Né a diverse conclusioni induce il fatto, posto in risalto nel ricorso principale e nella memoria illustrativa, che il riconoscimento parziale non si accompagni all’esplicitazione dei criteri di computo adottati. Tale circostanza non è idonea a giustificare il differimento del termine iniziale, inequivocabilmente correlato dalla legge, con valenza generale e in modo non irragionevole, a un dato oggettivo, noto all’accipiens e dall’accipiens valutabile nelle sue ripercussioni e nella sua eventuale portata lesiva.
4.2.- Poste tali premesse, si deve ribadire che la decadenza decorre dal riconoscimento parziale o dal pagamento in misura ridotta della prestazione e può essere impedita unicamente dalla proposizione dell’azione giudiziaria (Cass., sez. lav., 12 agosto 2021, n. 22820).

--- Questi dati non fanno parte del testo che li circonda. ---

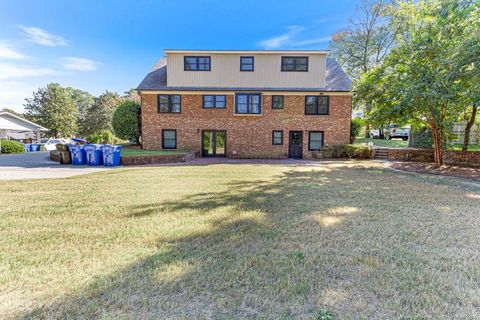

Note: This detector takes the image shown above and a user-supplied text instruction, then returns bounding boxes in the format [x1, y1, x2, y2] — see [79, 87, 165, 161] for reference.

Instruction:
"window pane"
[295, 64, 307, 71]
[272, 96, 283, 109]
[163, 130, 177, 149]
[309, 132, 323, 150]
[318, 105, 328, 114]
[237, 103, 248, 113]
[273, 131, 283, 144]
[305, 96, 317, 114]
[215, 96, 225, 108]
[203, 96, 213, 108]
[237, 94, 247, 103]
[296, 57, 308, 65]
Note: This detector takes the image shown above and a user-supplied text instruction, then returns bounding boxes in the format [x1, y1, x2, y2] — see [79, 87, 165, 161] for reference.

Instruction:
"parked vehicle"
[40, 138, 67, 151]
[370, 124, 410, 141]
[385, 126, 410, 141]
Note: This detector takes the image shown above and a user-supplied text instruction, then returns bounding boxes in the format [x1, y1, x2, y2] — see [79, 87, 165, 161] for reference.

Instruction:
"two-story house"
[138, 50, 352, 158]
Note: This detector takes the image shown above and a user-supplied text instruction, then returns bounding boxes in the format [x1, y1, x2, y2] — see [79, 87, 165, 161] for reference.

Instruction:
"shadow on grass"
[19, 169, 372, 318]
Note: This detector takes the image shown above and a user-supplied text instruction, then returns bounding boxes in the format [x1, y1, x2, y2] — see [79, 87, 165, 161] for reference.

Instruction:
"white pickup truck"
[370, 125, 410, 141]
[385, 127, 410, 141]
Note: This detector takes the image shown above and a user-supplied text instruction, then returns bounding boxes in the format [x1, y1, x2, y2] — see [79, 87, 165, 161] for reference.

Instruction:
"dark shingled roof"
[137, 58, 351, 91]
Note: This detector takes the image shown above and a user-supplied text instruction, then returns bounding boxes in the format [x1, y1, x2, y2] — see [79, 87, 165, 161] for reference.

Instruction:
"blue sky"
[0, 0, 359, 111]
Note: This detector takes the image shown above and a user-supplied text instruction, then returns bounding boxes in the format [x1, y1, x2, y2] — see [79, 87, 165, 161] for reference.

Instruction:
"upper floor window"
[157, 94, 181, 113]
[235, 93, 262, 114]
[184, 56, 210, 71]
[203, 95, 227, 109]
[282, 57, 308, 71]
[272, 96, 283, 109]
[240, 57, 254, 71]
[305, 96, 330, 115]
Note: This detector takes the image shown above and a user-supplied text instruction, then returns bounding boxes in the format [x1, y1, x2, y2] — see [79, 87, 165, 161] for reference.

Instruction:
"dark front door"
[288, 131, 303, 159]
[202, 130, 227, 157]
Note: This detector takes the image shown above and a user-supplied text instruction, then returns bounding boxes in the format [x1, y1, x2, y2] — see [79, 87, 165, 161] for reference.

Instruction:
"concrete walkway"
[0, 152, 113, 180]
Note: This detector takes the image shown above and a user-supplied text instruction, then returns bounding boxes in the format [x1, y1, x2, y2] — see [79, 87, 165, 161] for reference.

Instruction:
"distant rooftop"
[164, 49, 330, 55]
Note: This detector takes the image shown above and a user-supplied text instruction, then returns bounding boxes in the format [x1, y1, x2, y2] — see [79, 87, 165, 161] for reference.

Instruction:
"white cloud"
[0, 63, 58, 79]
[18, 25, 68, 47]
[292, 37, 331, 47]
[258, 25, 305, 49]
[62, 57, 101, 71]
[0, 41, 29, 60]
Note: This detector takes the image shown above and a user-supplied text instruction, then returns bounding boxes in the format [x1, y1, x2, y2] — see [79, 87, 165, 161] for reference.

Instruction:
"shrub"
[350, 118, 365, 143]
[87, 130, 122, 144]
[112, 100, 140, 143]
[1, 140, 25, 153]
[312, 144, 372, 159]
[408, 127, 433, 148]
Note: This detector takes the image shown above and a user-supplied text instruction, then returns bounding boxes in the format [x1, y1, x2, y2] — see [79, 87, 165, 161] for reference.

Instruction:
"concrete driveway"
[0, 151, 112, 180]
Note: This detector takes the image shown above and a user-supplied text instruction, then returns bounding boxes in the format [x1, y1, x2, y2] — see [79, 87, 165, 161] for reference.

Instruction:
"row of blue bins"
[68, 144, 122, 167]
[23, 143, 41, 152]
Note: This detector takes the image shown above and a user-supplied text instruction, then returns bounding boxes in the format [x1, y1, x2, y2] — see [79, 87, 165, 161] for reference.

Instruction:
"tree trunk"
[432, 124, 443, 167]
[462, 104, 477, 151]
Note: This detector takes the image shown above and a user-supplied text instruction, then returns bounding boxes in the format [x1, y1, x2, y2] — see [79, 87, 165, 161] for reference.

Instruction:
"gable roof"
[0, 112, 48, 131]
[137, 58, 352, 92]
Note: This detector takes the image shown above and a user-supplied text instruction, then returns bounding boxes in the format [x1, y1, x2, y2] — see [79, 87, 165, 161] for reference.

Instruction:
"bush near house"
[312, 144, 372, 159]
[1, 139, 25, 153]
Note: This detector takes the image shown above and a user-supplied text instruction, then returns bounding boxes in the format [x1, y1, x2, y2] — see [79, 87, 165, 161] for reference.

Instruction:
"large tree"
[24, 83, 78, 138]
[112, 100, 140, 144]
[329, 0, 395, 137]
[330, 0, 395, 82]
[65, 87, 95, 135]
[84, 91, 122, 135]
[359, 0, 478, 166]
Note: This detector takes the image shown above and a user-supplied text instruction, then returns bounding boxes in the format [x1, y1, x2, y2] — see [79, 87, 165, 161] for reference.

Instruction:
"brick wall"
[142, 94, 352, 158]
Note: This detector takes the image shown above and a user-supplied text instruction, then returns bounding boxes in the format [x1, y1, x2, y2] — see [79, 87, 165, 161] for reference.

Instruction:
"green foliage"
[87, 130, 124, 144]
[82, 91, 122, 135]
[65, 87, 95, 136]
[24, 83, 78, 138]
[312, 144, 372, 159]
[350, 118, 365, 142]
[112, 100, 140, 143]
[357, 0, 480, 165]
[316, 308, 334, 320]
[1, 139, 25, 153]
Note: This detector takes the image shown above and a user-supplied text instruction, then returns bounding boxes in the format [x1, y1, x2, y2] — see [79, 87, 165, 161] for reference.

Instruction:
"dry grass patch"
[0, 161, 480, 319]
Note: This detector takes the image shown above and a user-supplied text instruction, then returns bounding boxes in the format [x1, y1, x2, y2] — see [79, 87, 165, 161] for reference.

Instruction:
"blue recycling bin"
[83, 144, 103, 166]
[68, 144, 87, 165]
[102, 144, 122, 167]
[30, 143, 40, 152]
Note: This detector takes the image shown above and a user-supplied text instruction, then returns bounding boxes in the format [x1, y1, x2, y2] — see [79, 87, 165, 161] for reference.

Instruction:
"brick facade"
[141, 92, 352, 159]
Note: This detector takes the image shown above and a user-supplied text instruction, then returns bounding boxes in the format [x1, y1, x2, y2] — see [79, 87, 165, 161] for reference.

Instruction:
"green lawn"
[120, 148, 185, 157]
[0, 161, 480, 319]
[354, 138, 408, 148]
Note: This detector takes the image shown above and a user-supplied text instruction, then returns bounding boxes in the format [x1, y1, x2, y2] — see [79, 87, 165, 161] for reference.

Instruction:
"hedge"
[1, 139, 25, 153]
[312, 144, 372, 159]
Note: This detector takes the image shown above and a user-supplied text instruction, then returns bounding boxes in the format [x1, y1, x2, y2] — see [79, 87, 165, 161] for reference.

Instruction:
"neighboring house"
[137, 50, 352, 158]
[0, 112, 48, 141]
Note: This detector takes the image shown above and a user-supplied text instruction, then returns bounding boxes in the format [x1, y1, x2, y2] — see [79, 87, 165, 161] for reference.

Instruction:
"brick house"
[137, 50, 352, 158]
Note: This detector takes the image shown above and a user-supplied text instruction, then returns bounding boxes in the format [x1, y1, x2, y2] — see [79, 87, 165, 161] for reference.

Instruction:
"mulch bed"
[390, 162, 480, 181]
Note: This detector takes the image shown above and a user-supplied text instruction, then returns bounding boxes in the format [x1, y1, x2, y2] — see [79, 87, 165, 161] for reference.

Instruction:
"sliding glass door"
[202, 130, 227, 157]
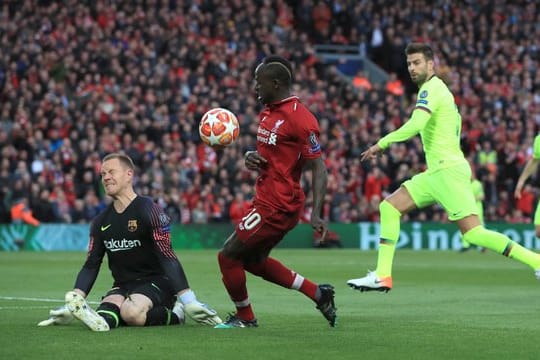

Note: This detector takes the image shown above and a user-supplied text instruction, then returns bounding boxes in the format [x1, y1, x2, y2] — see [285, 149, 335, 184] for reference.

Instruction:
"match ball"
[199, 108, 240, 147]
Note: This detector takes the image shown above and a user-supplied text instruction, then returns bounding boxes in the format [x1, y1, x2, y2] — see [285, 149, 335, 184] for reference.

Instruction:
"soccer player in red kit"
[215, 56, 336, 329]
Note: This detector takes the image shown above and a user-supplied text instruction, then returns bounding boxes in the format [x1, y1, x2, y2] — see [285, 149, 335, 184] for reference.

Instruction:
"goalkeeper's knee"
[96, 302, 121, 329]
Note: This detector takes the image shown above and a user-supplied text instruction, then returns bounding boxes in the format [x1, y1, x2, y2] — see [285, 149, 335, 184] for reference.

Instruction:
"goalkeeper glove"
[38, 305, 73, 326]
[184, 300, 223, 326]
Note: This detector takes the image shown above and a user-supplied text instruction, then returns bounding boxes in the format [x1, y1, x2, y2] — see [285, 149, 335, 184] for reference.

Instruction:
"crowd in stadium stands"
[0, 0, 540, 223]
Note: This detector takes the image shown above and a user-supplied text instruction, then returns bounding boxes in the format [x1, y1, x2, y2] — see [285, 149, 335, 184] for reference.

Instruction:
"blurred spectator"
[32, 189, 57, 223]
[11, 198, 40, 226]
[352, 70, 373, 91]
[0, 0, 540, 223]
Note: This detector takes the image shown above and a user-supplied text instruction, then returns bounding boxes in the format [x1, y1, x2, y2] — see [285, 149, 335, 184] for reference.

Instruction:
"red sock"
[218, 252, 255, 320]
[246, 257, 318, 301]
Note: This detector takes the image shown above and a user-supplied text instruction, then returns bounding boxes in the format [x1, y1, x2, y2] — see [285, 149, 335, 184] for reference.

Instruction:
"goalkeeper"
[38, 153, 221, 331]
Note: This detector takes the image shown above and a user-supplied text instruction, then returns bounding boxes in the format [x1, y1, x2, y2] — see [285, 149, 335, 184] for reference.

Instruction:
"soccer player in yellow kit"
[347, 43, 540, 292]
[461, 173, 485, 252]
[514, 134, 540, 238]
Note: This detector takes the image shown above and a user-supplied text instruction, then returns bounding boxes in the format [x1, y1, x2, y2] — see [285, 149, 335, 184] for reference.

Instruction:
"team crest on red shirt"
[128, 220, 137, 232]
[309, 132, 321, 154]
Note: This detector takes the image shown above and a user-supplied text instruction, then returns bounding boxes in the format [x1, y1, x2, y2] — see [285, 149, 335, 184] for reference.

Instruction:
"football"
[199, 108, 240, 146]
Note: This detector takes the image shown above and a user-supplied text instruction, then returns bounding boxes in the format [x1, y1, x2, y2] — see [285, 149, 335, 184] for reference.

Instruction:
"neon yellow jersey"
[378, 76, 467, 171]
[533, 134, 540, 159]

Non rileva, dunque, la domanda amministrativa che la sentenza d’appello valorizza (pagina 19) e occorre avere esclusivo riguardo al deposito del ricorso introduttivo del giudizio, come questa Corte ha specificato in una vicenda sovrapponibile a quella odierna (sentenza n. 12400 del 2024, cit.), con argomenti che il ricorso principale e la memoria illustrativa non scalfiscono.
5.- Le considerazioni esposte conducono al rigetto del ricorso principale e all’accoglimento del ricorso incidentale, con la conseguente cassazione della sentenza d’appello.
6.- La causa è rinviata alla Corte d’Appello di Torino, che, in diversa composizione, rinnoverà l’esame della fattispecie concreta alla luce dei princìpi di diritto ribaditi nella presente ordinanza, provvedendo, infine, sulle spese dell’odierno giudizio.
7.- L’integrale rigetto del ricorso principale impone di dare atto dei presupposti dell’obbligo di chi l’ha proposto di versare un ulteriore importo a titolo di contributo unificato, pari a quello previsto per la stessa impugnazione, ove sia dovuto (Cass., S.U., 20 febbraio 2020, n. 4315).
P.Q.M.
La Corte rigetta il ricorso principale; accoglie il ricorso incidentale; cassa la sentenza impugnata in relazione alle censure accolte; rinvia la causa, anche per la pronuncia sulle spese del presente giudizio, alla Corte d’Appello di Torino, in diversa composizione.
Dichiara la sussistenza dei presupposti per il versamento, da parte delle ricorrenti principali, dell’ulteriore importo a titolo di contributo unificato pari a quello previsto per la stessa impugnazione, a norma del comma 1-bis dell’art. 13 del D.P.R. n. 115 del 2002, ove dovuto.